JEAN-LOUIS BAUDOUIN J.C.A.


 

 

MOTIFS DU JUGE PROULX

 

 

SOMMAIRE

 

Introduction

I -

La responsabilité de la substitut du Procureur général

 

a)

L'arrêt Proulx

 

b)

Absence de motifs raisonnables et probables

 

c)

L'intention malicieuse

 

d)

Le rapport entre l'absence de motifs raisonnables et l'intention malicieuse

 

e)

Les diverses composantes de la responsabilité du substitut ou son aspect multidimensionnel dans le contexte pénal

 

 

(i)

Le rôle du substitut: considérations de principe

 

 

(ii)

Le rôle du substitut à l'égard de la décision de porter plainte et ses rapports avec la police

 

 

(iii)

L'encadrement du substitut: le «Manuel de directives aux substituts du procureur général» et le «Guide du poursuivant» pour les «crimes à caractère sexuel»

 

 

(iv)

L'indépendance du substitut à l'égard de la décision de poursuivre et de son pouvoir discrétionnaire

 

 

(v)

Conséquences civile, déontologique, administrative et pénale d'un manquement dans la décision de poursuivre

 

f)

Application des principes à l'espèce

 

 

(i)

L'erreur dans le jugement de première instance

 

 

(ii)

Absence d'intention malicieuse mais absence de motifs raisonnables et probables

 

g)

Conclusions

II -

La responsabilité du policier Lacombe et de la CUM

 

(a)

Le jugement de première instance

 

(b)

La norme: la faute simple

 

(c)

La conclusion du premier juge quant à la faute simple est bien fondée

 

(d)

Rupture du lien de causalité?

 

Conclusion

Introduction

[71]           Ce pourvoi ne remet pas en cause le préjudice considérable subi par les intimés en conséquence du dépôt d'une plainte criminelle subséquemment retirée avant même que l'enquête préliminaire ne soit tenue.  Plutôt, il s'agit de déterminer si le premier juge a erré ou non en imputant une faute aux policiers et à la substitut du Procureur général à l'égard de cette poursuite.

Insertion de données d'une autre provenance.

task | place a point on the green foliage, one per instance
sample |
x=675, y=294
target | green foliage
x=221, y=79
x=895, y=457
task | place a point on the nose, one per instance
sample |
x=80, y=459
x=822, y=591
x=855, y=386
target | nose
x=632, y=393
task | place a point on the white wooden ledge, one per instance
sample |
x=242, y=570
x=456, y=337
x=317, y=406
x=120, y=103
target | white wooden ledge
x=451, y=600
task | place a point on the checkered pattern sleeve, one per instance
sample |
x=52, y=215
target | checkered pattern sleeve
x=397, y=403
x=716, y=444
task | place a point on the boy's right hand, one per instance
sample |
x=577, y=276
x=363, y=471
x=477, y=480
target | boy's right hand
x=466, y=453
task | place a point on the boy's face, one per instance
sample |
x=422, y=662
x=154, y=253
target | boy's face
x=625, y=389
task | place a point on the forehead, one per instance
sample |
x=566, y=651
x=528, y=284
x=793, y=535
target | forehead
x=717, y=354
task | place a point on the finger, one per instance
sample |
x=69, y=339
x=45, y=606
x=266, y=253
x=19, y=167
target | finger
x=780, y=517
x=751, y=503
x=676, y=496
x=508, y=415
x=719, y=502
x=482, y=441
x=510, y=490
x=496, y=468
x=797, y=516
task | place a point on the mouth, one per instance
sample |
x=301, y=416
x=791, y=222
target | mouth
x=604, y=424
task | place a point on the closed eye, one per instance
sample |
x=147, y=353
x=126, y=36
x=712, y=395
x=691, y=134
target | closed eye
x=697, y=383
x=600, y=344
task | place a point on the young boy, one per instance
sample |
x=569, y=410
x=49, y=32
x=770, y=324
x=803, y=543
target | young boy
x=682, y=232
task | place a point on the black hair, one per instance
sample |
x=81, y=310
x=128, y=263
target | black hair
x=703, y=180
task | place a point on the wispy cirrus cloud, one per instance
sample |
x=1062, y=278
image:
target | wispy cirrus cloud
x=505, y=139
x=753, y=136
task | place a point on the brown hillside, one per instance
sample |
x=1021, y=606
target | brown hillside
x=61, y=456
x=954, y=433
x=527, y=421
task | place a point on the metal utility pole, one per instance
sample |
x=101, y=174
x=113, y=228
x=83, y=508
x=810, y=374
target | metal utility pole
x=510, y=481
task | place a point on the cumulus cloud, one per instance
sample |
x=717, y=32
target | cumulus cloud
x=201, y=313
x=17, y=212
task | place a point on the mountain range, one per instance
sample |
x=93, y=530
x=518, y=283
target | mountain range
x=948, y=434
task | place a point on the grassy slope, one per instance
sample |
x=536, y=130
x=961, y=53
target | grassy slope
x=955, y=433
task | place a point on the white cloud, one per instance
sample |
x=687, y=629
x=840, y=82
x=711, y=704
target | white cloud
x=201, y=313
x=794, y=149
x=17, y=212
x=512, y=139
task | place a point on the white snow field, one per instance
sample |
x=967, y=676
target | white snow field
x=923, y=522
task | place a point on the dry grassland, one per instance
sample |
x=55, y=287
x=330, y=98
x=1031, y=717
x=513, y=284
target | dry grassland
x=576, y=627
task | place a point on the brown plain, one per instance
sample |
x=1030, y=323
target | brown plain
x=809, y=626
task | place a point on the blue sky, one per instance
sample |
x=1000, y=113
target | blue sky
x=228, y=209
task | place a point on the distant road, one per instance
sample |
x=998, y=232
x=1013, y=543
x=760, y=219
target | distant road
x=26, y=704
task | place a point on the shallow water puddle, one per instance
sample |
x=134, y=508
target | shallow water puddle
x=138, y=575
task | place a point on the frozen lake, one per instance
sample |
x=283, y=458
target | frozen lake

[72]           Depuis le jugement de première instance, l'état du droit a changé en ce qui a trait à la responsabilité civile extracontractuelle du Procureur général du Québec et de ses substituts en raison de poursuites criminelles abusives: R. c. Proulx, [2001] 3 R.C.S. 9 .

[73]           À mon avis, les faits retenus par le premier juge, maintenant examinés sous le prisme de l'arrêt Proulx, ne peuvent plus justifier une conclusion de responsabilité contre la substitut.  Par ailleurs, je propose de ne pas intervenir quant à celle du policier Lacombe et de la CUM: je traiterai de ces questions en deux temps.

[74]           Quant aux faits saillants de ce dossier, je m'en remets à l'exposé du juge Baudouin.

I -         La responsabilité de la substitut du Procureur général

a)                 L'arrêt Proulx

[75]           Trois principes majeurs se dégagent de l'arrêt Proulx.

[76]           En premier lieu, la responsabilité civile extracontractuelle du Procureur général du Québec et de ses substituts pour poursuites criminelles abusives est régie intégralement au Québec par les principes qui se dégagent de l'arrêt Nelles c. Ontario, [1989] 2 R.C.S. 170 et appliqués dans l'arrêt Proulx.

[77]           En second lieu, le Procureur général et les substituts ne jouissent plus d'une immunité absolue mais relative contre une action pour poursuites criminelles abusives.

[78]           En troisième lieu, la levée de l'immunité relative justifiant une conclusion de responsabilité d'un substitut pour une poursuite abusive est assujettie à la preuve de quatre éléments: (1) le poursuite a été engagée par le substitut, (2) cette poursuite s'est terminée en faveur de l'inculpé, (3) l'absence de motifs raisonnables et probables et (4) une intention malicieuse.  Les deux premiers ne soulèvent pas de débat en l'espèce.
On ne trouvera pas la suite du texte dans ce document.